Katie Setzer


Monster

May is seven-years old, but today, there is no school due to a gas leak, so she is my teacher. Draw your favorite things. Keep your crayons in rainbow order. I start with her—a smiley face with a circle around it, spirals for her curly hair, a box for her shirt and the word guess. What are you drawing, I ask. Peepers on your own papers, she says, like she’s been doing this for twelve years. I draw the cat, and a heart—Your favorite is ‘favorite’? May will say later, frowning & now she’s drawing the clock above the kitchen sink, the one with Boris Karloff’s Frankenstein printed on its face I bought two Octobers ago to go with the Frankenstein chia pet that Helen gave me. I know it’s really Frankenstein’s Monster, she said after I opened it, like she knew I would care about that sort of thing, But what can you do?

Frankenstein, because after I read The Strange True Tale of Mary Shelley in college, pregnant, I could not stop thinking of the eight days Mary spent in that hotel room, where she gave birth, watching Clara move her tiny pink fist, her body something impossible, the miracle of life—there and real, until the eighth day when she was gone & Percy Shelley, still married to another woman, rubbing the small of Mary’s back, while she considered the ways the creation of life could go wrong—which were numerous, she knew—her own mother had died giving birth to her.

Frankenstein, because my own mother had died, not while giving birth to me, but in a car, at the intersection of Drake and Main (while I was pregnant and thinking of Mary) & the cop said she had probably just been focused on something else & I still have night-thoughts about what the something else was.

At the end of Frankenstein, the scientist dies, and his monster commits suicide on the same page.

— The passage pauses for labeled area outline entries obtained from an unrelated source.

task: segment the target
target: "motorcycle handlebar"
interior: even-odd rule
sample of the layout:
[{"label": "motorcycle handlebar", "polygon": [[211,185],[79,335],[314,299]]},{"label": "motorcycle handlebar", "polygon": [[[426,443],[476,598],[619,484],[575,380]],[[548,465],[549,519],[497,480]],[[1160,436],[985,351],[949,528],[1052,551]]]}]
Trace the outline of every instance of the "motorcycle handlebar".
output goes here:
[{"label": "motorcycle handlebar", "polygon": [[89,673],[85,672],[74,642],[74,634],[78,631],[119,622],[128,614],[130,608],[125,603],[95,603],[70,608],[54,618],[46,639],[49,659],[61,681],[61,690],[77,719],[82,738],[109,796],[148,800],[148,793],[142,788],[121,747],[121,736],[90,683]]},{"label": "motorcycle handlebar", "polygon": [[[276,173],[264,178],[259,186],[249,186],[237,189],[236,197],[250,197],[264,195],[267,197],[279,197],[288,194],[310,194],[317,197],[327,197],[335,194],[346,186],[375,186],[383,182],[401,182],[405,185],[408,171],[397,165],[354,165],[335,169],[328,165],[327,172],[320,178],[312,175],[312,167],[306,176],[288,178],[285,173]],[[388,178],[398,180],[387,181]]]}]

More favorites, May says. I draw spaghetti, my purported favorite food. A book, an ice cream cone, a cartoon Pegasus, the Frankenstein chia pet. May is studying my paper, and tells me, I am drawing something that will make you sad. It is a monster, but not a monster. It is not spaghetti. I am worried she is drawing me as a gelatinous pool of red sludge—The Blob. A Minotaur? A dragon? Sometimes when I look in the mirror, I am shocked that I am one unified thing & I haven’t left an arm in a grocery aisle with the bulk potatoes. No, no, May laughs and shows me her paper where she’s drawn a red circle with a slash-through like those no smoking signs, but instead of a disembodied lit cigarette, inside is a green man with pink bolts protruding from his neck ready to devour a floating plate of spaghetti.